许多人成长到人生中的某个阶段——少年,或青年——总归是个越来越多需要和世界独自相处的阶段,突然发现自己没办法处理好这一切了,发现自己会不停地被世界伤害,也被自己伤害;发现性格中似乎有某些近乎缺陷的弱点在不停地折磨着自己,却对它无可奈何。于是就开始找原因。追本溯源一通,恍然发现,这些弱点,原来早在很早之前,在童年,甚至在出生的时候,就已经埋下了种子。

原生家庭是每个人出生后最早接触的环境。也是一个人性格最初形成时所处的最主要环境。因此或多或少地,人总会浸染着原生家庭的气质,甚至对有些人来说,他们就是原生家庭的缩影。

所以,当我发现原生家庭是这样一种奇妙的存在之后,不由得陷入深深地思索:如果伤害类型不对,我是不是一出生就注定当不了作家了?!


受过原生家庭伤害的作家很多,其中比较典型的一个,三岛由纪夫。

三岛由纪夫

三岛出生于1925114日,东京都四谷区永住町一间阴暗的小屋里。那时候他还是个孩子,只有不到两公斤半重;那时他还不叫三岛,他叫“平冈公威”,这个名字是他父亲从枢密院顾问、造船界巨头古市公威男爵那借来的,放在现在,大概就和给自己孩子取名“张思聪”、“李思聪”是一个感觉吧。

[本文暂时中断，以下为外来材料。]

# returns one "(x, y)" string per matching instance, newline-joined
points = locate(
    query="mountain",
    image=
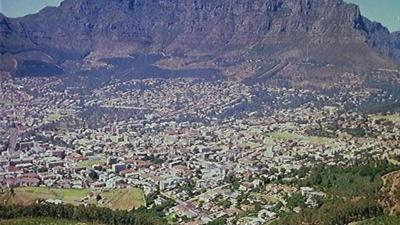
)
(298, 42)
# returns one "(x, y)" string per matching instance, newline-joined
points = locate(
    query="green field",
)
(286, 136)
(384, 220)
(123, 199)
(41, 221)
(393, 118)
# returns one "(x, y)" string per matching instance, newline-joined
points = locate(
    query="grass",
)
(41, 221)
(394, 118)
(123, 199)
(287, 136)
(383, 220)
(53, 117)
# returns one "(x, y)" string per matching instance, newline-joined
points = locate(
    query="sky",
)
(385, 11)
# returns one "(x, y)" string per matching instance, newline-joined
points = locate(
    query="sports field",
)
(123, 199)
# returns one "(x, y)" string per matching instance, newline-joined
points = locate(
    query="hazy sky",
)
(385, 11)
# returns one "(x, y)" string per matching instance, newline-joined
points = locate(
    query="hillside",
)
(299, 43)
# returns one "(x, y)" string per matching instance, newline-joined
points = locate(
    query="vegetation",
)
(91, 214)
(383, 220)
(42, 221)
(352, 195)
(132, 198)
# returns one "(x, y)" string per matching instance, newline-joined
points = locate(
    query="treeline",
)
(352, 194)
(107, 216)
(334, 212)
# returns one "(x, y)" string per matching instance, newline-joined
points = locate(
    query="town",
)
(214, 148)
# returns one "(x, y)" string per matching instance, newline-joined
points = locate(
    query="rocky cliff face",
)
(248, 39)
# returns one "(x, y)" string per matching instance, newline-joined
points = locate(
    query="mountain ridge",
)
(243, 39)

公威家原本是个正宗的官僚家庭。祖母夏子有着日本贵族血统,祖父平冈定太郎虽然出身农家,本人却曾任过桦太厅长官。这个官有多大呢?换成现在的说法,大概就相当于北海道的行政首长。然而不幸的是,这个家族过快地衰落了。先是负了一大笔债,财产被没收,房子被卖出去,此后更是每况愈下,到1925年公威出世时,一家人就只能挤在租来的小房子里。而在首都租房子,我们都知道,是很不容易的。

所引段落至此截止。